The port area containing the neoria extends to the north of the urban centre in the bay protected by Cape Schisò. The building occupies the extreme eastern declivities of the hill of Larunchi, acropolis of the city. Its rear wall was aligned with the course of stenopos 6, at a distance of 150m. The complex was undoubtedly comprised within the urban fortifications and was flanked to the south by the agora situated on the terrace above. The discovery of ostraka within the neoria might be a confirmation of this.
Reconstructed plans of Late-Archaic phase and of post-460 BC phase of shipshed complex (J. Pakkanen after BSA 2008).
The complex has an overall width of 28 m and a reconstructable length of 40/42m, the termination of the ramps having been obliterated by the modern buildings on the seafront. These data furnish important information on the geological position of the shoreline in antiquity, which has retreated some 160m from its current line, while its height over sea level has risen by c. 2m.
The complex is formed of four parallel and interconnecting shipsheds. They slope down to the sea and are separated by thick walls in polygonal technique; doorways facilitated communication between them. The number of shipsheds is small, but was perhaps appropriate to the fleet of a city of medium or small size which was never a naval power: an indication of the city’s relative military strength, and also revealing about its ancient demography, since the oarsmen of the fleet in the 5th century BC would have been free citizens, not slaves.
The shipshed complex with trireme reconstructions superimposed (D. Blackman- M.C. Lentini after BSA 2003).
The four shipsheds each differ slightly in width (the first is 5.42 m wide, the second 5.24 m, the third 5.64 m, and the fourth 5.74 m). They all present a peculiarity so far unique among Mediterranean neoria: the centre of each slipway is occupied by a sand ramp, which contained the keel of the ship and was lined by a squat stone retaining wall. The retaining wall of ramps 1 and 2 is rectilinear, that of ramps 3 and 4 is curved to accommodate the rake of the stern.

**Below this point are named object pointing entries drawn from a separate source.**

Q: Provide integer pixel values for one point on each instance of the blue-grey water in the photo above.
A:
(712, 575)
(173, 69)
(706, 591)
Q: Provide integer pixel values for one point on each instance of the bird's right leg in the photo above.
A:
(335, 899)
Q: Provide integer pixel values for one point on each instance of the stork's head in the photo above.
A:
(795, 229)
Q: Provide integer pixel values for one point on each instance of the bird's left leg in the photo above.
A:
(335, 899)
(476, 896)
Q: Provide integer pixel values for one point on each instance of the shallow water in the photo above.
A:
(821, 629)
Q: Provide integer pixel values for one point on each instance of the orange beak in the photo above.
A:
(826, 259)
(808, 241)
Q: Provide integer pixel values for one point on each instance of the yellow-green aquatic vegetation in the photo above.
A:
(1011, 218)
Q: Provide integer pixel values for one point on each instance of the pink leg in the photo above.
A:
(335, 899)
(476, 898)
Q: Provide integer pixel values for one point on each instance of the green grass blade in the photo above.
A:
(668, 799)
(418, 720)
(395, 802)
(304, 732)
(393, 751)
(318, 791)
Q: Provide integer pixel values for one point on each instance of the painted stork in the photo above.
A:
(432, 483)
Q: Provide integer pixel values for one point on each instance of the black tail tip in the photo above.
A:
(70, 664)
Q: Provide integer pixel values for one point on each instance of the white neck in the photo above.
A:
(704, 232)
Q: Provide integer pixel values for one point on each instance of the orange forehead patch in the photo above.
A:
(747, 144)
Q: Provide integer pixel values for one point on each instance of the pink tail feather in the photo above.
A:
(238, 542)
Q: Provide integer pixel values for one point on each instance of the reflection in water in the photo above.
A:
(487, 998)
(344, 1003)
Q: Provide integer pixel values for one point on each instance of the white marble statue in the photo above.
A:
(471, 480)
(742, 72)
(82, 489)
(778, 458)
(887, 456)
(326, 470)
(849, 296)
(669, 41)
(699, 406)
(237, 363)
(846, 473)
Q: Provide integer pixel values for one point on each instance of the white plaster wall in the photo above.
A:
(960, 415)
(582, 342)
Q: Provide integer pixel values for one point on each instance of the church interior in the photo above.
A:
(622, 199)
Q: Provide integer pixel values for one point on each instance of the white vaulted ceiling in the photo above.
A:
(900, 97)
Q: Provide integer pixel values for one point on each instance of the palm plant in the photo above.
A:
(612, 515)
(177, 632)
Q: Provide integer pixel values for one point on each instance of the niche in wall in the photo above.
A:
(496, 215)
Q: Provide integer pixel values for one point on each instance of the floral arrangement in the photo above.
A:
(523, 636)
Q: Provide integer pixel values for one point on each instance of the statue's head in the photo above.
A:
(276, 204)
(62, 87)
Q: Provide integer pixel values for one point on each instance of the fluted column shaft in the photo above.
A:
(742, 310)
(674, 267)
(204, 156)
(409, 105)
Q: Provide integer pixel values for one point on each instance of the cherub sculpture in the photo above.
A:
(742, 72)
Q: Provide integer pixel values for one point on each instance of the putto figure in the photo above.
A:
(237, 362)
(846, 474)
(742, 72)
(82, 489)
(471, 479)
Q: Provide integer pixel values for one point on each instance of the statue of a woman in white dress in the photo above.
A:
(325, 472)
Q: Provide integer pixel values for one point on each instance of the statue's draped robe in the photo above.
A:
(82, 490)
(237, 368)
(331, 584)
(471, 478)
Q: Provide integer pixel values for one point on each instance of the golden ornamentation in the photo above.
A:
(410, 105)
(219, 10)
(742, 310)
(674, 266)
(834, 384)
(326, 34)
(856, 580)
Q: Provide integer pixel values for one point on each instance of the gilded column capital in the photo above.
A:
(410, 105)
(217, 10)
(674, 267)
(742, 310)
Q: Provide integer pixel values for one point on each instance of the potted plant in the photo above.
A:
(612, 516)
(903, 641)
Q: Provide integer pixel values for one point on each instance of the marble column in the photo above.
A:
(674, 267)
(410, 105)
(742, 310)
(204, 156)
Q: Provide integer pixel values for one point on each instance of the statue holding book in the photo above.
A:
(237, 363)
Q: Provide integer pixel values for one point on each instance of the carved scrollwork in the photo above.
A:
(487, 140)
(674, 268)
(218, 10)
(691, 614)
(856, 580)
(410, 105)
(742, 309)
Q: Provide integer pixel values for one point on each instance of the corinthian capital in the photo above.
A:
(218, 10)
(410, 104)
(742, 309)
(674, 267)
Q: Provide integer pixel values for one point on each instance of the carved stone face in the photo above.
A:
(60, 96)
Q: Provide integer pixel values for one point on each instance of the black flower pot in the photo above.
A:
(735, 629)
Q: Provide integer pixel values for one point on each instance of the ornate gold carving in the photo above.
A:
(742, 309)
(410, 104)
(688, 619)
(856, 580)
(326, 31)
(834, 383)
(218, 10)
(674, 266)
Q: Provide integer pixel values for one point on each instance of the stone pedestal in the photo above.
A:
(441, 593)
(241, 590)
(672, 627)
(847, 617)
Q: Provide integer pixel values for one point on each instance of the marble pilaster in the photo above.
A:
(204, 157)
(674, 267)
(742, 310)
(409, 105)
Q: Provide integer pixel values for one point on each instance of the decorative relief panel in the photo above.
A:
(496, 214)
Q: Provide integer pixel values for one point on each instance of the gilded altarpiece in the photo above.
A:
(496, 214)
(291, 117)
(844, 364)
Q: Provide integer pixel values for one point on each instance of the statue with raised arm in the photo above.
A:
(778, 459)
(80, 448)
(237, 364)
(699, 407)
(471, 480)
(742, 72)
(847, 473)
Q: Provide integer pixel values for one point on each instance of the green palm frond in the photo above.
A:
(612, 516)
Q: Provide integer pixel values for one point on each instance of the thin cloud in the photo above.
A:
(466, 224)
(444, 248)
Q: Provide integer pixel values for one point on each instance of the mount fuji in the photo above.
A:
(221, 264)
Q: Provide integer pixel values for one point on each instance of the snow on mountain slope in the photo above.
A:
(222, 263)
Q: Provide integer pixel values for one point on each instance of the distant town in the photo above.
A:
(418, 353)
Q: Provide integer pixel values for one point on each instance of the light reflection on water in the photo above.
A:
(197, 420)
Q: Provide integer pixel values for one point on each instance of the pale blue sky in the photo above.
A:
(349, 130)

The sand ramps are flanked by paved gangways to facilitate the movement of the seamen assigned to the custody.
Patches of red colouring were found in 2004 in shipshed 3. In 2005, at the head of shed 4, traces of red pigment were found as well the blue pigment, at the top of shed 3.
One sample of red pigment has been analysed and identified as haematite: we now have the first certain ancient sample of red paint from a shipsheds. Clearly ships were being painted in these shipsheds: at the stern (and bow) there would have been more room to paint the sides of the hull because of the ship’s cut-up.
The excavations have ascertained two consecutive phases, the first dating to the end of the 6th/beginning of the 5th century BC, the other post-460 BC, coinciding with the return of the exiles and the reinstatement of democracy in the colony.
Two different systems of roofing correspond to the two phases: the earlier is of Sicilian type with antefixes that show the unusual alternation of gorgoneia and silenus masks; the later of mixed type with pentagonal cover-tiles of Corinthian type combined with semicircular pantiles [coppi maestri].
Silenos-mask antefixes found buried in a pit in the upper part of slipway ; Reconstruction of the roof, first phase, with alternating Gorgon and Sinenos-mask antefixes (J. Pakkanen, after BSA 2008).
According to the reconstruction of J. Pakkanen, the shipsheds were roofed in pairs (1 and 2; 3 and 4) by a series of asymmetrically sloping ridge roofs 10m high.
Computer model of post-460 BC phase of the shipshed complex (J. Pakkanen, after BSA 2008).
Reconstruction of the north-west part of the shipshed complex superimposed on a 2005 photograph of the site (J. Pakkanen, after BSA 2008).
The discovery in the upper part of shipshed 2 of a burial of the first half of the 4th century BC shows that by this time the complex had been abandoned; it had probably been destroyed by Dionysios I of Syracuse (403 BC). The mansio, or staging post for the change of horses, which is reported under the name of Naxion in the Itinerarium Antonini, was built over its ruins in the later 2nd century AD.
Perspective of the interior of the shipshed complex (J. Pakkanen).